HI All,
I did a predictive model using Random forest. I have my model working well, i have been able to extract the data from the output of the variable of importance using the code below
# Read in serialized model object
modelObj <- read.Alteryx("#1", mode="data.frame")
# Unserialize model
model <- unserializeObject(as.character(modelObj$Object[1]))
# load library
library(randomForest)
# extract feature importance
importance <- importance(model)
# convert to data frame
output <- data.frame(var = row.names(importance), importance)
# write out data frame
write.Alteryx(output, 1)
What i would now like help with is also to write out the Classification report data that entails ( Precision, Recall, F1score, etc). In addition i would also want to output the confusion matrix data so i could plot it. Any help would be great as i am not to detailed in R
Solved! Go to Solution.
Hi @razzy ,
I modified the sample predictive workflow in Alteryx to make a basic classification report for you. First, you are able to see a confusion matrix for your training data by looking at "R" output of the Forest tool:
I also added some basic logic to compare the model predictions to the actual values. I didn't calculate each metric but I gave you all the pieces to plug into each formula:
Hopefully this gets you close to your desired output!
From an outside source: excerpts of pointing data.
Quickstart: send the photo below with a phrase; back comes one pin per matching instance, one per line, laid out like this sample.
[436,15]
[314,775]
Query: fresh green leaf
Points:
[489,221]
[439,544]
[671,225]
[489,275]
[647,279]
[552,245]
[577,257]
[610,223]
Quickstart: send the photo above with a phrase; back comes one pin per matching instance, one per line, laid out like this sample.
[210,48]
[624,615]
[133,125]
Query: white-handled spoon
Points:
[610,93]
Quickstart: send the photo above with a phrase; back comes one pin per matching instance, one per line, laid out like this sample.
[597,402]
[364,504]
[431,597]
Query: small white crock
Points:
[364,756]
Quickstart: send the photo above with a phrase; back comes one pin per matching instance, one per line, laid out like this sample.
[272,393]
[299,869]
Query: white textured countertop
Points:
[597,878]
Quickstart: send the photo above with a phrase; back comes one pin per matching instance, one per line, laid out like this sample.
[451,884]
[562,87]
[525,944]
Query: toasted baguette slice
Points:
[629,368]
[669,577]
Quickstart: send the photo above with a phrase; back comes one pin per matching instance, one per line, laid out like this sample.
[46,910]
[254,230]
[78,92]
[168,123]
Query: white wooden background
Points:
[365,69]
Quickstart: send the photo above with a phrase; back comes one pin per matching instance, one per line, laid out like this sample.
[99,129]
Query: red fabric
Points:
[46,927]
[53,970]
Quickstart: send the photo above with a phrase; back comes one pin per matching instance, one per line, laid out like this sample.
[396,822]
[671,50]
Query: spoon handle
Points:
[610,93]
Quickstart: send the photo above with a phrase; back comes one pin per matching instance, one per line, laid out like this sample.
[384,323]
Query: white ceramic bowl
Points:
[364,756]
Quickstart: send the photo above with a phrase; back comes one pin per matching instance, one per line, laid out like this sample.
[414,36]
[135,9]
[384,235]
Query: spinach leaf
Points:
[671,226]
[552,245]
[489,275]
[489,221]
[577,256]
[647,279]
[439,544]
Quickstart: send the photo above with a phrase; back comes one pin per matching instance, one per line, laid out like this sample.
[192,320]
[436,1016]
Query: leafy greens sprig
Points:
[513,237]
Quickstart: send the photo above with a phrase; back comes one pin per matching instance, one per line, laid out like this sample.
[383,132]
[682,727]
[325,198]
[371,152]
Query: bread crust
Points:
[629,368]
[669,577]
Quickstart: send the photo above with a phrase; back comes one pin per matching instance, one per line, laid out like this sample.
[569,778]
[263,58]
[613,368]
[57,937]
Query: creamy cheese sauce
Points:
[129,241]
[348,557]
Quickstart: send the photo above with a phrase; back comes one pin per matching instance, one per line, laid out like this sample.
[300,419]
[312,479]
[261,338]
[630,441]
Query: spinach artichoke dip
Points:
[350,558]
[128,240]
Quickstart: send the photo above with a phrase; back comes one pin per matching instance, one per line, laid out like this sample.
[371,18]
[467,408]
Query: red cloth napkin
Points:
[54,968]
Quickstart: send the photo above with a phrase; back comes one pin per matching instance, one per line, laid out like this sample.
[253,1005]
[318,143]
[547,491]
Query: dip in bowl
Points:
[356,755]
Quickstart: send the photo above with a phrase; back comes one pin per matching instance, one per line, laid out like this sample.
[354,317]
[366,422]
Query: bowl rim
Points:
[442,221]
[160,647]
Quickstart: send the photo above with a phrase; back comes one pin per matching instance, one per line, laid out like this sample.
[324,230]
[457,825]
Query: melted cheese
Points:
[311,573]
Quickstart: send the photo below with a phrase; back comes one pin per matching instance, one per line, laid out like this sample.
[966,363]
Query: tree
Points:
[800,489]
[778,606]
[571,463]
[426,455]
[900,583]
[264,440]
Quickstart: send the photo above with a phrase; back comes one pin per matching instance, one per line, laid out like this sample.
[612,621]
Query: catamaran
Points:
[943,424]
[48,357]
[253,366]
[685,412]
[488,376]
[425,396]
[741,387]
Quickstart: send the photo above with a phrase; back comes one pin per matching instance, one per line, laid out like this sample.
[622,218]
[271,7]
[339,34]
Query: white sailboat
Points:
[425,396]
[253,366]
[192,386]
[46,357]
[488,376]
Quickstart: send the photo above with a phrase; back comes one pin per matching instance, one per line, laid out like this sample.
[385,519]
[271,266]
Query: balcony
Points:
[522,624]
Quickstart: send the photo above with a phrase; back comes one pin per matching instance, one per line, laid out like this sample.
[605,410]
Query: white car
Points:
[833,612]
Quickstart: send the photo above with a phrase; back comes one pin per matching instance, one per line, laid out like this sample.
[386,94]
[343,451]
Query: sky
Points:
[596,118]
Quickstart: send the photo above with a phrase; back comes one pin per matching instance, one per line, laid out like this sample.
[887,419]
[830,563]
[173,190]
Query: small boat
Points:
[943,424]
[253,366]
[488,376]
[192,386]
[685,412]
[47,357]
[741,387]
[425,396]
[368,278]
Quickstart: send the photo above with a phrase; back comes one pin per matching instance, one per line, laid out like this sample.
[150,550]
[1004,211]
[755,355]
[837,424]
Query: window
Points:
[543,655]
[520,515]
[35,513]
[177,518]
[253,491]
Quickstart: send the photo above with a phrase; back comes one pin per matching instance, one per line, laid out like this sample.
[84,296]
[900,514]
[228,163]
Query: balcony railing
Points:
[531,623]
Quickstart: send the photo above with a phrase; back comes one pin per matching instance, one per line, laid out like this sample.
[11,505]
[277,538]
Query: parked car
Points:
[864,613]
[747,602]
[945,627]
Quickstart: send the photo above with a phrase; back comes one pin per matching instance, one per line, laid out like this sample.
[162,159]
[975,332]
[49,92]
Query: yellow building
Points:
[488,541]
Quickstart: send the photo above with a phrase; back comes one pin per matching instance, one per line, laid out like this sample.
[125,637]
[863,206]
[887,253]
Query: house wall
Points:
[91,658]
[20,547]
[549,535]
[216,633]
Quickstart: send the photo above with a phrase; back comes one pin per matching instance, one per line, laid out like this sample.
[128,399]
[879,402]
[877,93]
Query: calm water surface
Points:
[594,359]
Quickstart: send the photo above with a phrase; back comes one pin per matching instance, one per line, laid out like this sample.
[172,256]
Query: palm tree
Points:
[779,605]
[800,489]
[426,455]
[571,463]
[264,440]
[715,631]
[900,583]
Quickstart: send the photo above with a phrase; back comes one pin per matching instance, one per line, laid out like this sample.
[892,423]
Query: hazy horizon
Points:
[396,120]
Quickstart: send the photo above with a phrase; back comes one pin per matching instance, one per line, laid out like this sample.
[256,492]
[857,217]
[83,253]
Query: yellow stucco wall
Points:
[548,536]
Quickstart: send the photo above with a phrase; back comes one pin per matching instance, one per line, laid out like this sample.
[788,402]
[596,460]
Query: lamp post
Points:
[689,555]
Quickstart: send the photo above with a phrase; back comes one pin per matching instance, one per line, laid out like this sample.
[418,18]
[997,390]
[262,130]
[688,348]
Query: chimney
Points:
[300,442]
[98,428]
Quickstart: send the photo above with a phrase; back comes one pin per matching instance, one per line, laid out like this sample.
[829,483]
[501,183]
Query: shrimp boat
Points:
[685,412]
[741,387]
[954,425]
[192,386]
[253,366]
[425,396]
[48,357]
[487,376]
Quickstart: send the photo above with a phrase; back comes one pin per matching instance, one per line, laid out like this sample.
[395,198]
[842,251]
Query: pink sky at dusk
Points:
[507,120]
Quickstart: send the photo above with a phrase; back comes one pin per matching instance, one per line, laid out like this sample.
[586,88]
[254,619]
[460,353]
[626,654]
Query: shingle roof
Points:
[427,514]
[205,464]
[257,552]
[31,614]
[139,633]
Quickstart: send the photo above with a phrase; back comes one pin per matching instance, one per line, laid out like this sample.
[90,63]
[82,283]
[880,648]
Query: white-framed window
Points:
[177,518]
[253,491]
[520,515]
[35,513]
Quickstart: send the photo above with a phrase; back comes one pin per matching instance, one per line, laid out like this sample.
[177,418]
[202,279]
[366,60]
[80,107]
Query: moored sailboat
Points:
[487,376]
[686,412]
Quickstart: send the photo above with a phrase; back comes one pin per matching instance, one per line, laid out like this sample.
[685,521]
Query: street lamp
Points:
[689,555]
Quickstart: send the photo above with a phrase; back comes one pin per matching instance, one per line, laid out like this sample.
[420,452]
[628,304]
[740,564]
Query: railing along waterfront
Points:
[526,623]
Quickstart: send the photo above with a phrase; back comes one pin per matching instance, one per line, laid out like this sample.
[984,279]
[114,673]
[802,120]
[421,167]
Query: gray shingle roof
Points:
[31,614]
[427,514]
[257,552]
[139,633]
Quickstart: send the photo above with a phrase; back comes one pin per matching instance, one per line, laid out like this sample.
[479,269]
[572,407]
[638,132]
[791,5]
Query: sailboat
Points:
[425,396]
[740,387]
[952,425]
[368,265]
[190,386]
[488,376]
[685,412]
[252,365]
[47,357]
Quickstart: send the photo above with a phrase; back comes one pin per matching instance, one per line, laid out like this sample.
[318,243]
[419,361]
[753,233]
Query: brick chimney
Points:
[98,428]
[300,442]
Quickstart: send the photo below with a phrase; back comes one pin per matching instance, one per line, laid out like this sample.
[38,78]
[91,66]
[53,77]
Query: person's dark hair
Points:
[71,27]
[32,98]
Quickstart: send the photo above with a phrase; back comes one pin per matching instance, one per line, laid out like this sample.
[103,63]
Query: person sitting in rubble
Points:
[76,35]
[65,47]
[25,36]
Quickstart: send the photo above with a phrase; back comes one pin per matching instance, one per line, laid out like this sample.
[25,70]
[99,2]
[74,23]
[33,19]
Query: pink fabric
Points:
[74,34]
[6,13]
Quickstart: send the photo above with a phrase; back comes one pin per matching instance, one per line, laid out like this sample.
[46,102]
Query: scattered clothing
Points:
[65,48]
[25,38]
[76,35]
Thank you so much for responding to this , so my model is a classification but not binary, i have used your example but i was unable to compute Label of (TN,FP, FN,TP). I am attaching my dataset can you please help with how i can go around that. My goal is actual to output a result like this one shown here as a screen shot. I did however got the confusion matrix. Attached is my dataset.
I had some fun with this one. I added a section below my original workflow that I believe calculates the values correctly. For the sake of time, I did not calculate the micro/macro/weighted avgs at the bottom but you should have all the pieces if you want to add those.
Output from your sample data:
Thank you so much this is amazing.
Hi @razzy , if my answer helped, please mark it as an accepted solution so others can find it in the future.